[Python-Dev] sys.intern should work on bytes (original) (raw)

Jesus Cea jcea at jcea.es
Fri Sep 20 15:33:05 CEST 2013


-----BEGIN PGP SIGNED MESSAGE----- Hash: SHA1

On 20/09/13 14:15, Antoine Pitrou wrote:

From http://docs.python.org/3.3/library/sys.html#sys.intern

"""sys.intern(string) Enter string in the table of “interned” strings and return the interned string [...]"""

In Python 3 context, "string" means "str".

I read that, Antoine. In fact I read the manual, I thought it was a mistake carried over from 2.x documentation, I tried it just in case before reporting the "documentation mistake", and I was surprised it was actually true :-).

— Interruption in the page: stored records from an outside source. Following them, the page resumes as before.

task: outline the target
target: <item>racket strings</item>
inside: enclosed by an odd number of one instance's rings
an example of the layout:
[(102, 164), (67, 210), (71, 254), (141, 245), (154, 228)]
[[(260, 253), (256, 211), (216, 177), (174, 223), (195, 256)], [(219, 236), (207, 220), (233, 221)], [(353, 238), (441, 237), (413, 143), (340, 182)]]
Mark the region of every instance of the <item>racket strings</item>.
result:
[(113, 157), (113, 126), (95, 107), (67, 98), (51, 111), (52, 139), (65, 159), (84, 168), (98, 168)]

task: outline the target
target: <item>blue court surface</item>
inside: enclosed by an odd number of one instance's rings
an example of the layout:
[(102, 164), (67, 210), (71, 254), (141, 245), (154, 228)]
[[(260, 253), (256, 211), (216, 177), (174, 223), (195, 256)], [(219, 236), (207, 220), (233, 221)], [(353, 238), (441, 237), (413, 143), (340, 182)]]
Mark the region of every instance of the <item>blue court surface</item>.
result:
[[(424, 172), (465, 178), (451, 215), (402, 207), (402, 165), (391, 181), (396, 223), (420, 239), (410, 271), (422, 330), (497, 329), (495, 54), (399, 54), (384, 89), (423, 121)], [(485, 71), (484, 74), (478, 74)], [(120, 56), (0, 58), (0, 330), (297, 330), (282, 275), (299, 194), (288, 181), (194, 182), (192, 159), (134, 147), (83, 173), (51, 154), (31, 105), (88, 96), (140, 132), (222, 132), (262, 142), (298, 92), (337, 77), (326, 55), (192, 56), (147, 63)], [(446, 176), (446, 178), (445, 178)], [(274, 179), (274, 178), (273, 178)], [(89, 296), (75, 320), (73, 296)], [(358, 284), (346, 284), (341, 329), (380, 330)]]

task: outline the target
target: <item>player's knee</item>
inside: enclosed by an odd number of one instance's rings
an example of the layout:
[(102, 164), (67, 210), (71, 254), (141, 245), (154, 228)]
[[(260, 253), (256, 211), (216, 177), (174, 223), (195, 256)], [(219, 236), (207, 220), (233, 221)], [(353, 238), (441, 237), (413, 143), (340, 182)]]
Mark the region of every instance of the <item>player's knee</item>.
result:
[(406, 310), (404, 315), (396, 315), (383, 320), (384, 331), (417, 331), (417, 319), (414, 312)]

I know that intern is used for performance reasons internally to the interpreter. But I am thinking about memory usage optimizations. For instance, I have a pickle that is 14MB in size, when "interning" the strings on it (there are a lot of redundancy), the new size is only 3MB and it loads faster. I can do it because most data in the pickle are strings, I could NOT do it if I used bytes.

I could do a manual "intern" for hashable objects by hand using an "object:object" dictionary (that would work for integers too), but I wonder if extending builtin "sys.intern" would be something to consider.

Anyway, this pattern is easy enough:

Instead of

object = sys.intern(object)

I could do

interned = dict() ... object = interned.setdefault(object, object)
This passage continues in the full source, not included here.